Я была потрясена. Мне никогда не приходило в голову, что брат может умереть. Только потому и жили в моей душе злость и обида, что я и подумать не могла, что брата не станет.
В его памяти, словно далекий отзвук, сохранились воспоминания о живом мире, в котором он провел первые шестнадцать лет жизни. Он помнил разноголосый шум и говор города Эдо. От его голоса, от всего его существа нет-нет, да и веяло вдруг ароматом далекого, никогда не виданного мною мира, и это безотчетно влекло меня к нему.
Моя детская привязанность к брату, почтение, которое я к нему испытывала, гнев и обида на него, когда я стала девушкой, — все это самым тесным образом переплеталось со страстным стремлением к внешнему миру, с которым старший брат был связан неуловимыми нитями, и с горьким сознанием бесплодности этого моего стремления.
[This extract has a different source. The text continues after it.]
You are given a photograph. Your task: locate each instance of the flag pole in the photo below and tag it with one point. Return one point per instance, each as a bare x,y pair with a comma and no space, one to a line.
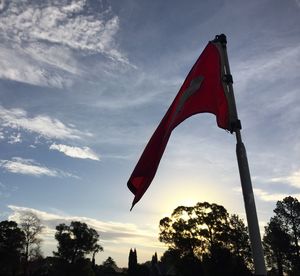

Я поняла это, когда брата не стало.
На четвертый год после смерти старшего брата, в 3-м году ары Тэнва (1683 г.) сошел с ума и погиб второй брат, господин Кинроку. Рожденный от другой матери, он был годом моложе господина Сэйсити и неразлучен с ним, словно тень.
После смерти старшего брата господин Кинроку стал особенно молчалив. Постоянно погруженный в задумчивость, он, казалось, прислушивался к какому-то голосу, все настойчивее звучавшему в его душе.
Кто говорил с ним? Мы не придавали значения молчанию господина Кинроку, он и прежде был не особенно разговорчив. Все были убиты горем из-за смерти старшего брата, тревожились о будущем, тщетно тосковали о прошлом. Мы словно оцепенели, сгибаясь под бременем постигшего нас несчастья.
Никто не понимал, что за существо поселилось в груди господина Кинроку. Мы не представляли себе, что с ним творится. А между тем это существо исподволь терзало его плоть и сосало кровь.
До того рокового утра, когда это чудовище, иссушив душу господину Кинроку, внезапно в бешенстве вырвалось на свет божий, приняв облик нашего несчастного брата, мы, увы, бездумно не замечали, как этот зверь тайно мучил его, постепенно помрачая его рассудок, в те долгие дни, которые брат проводил, запираясь в своей каморке, молчаливый, как будто вовсе лишившийся дара речи.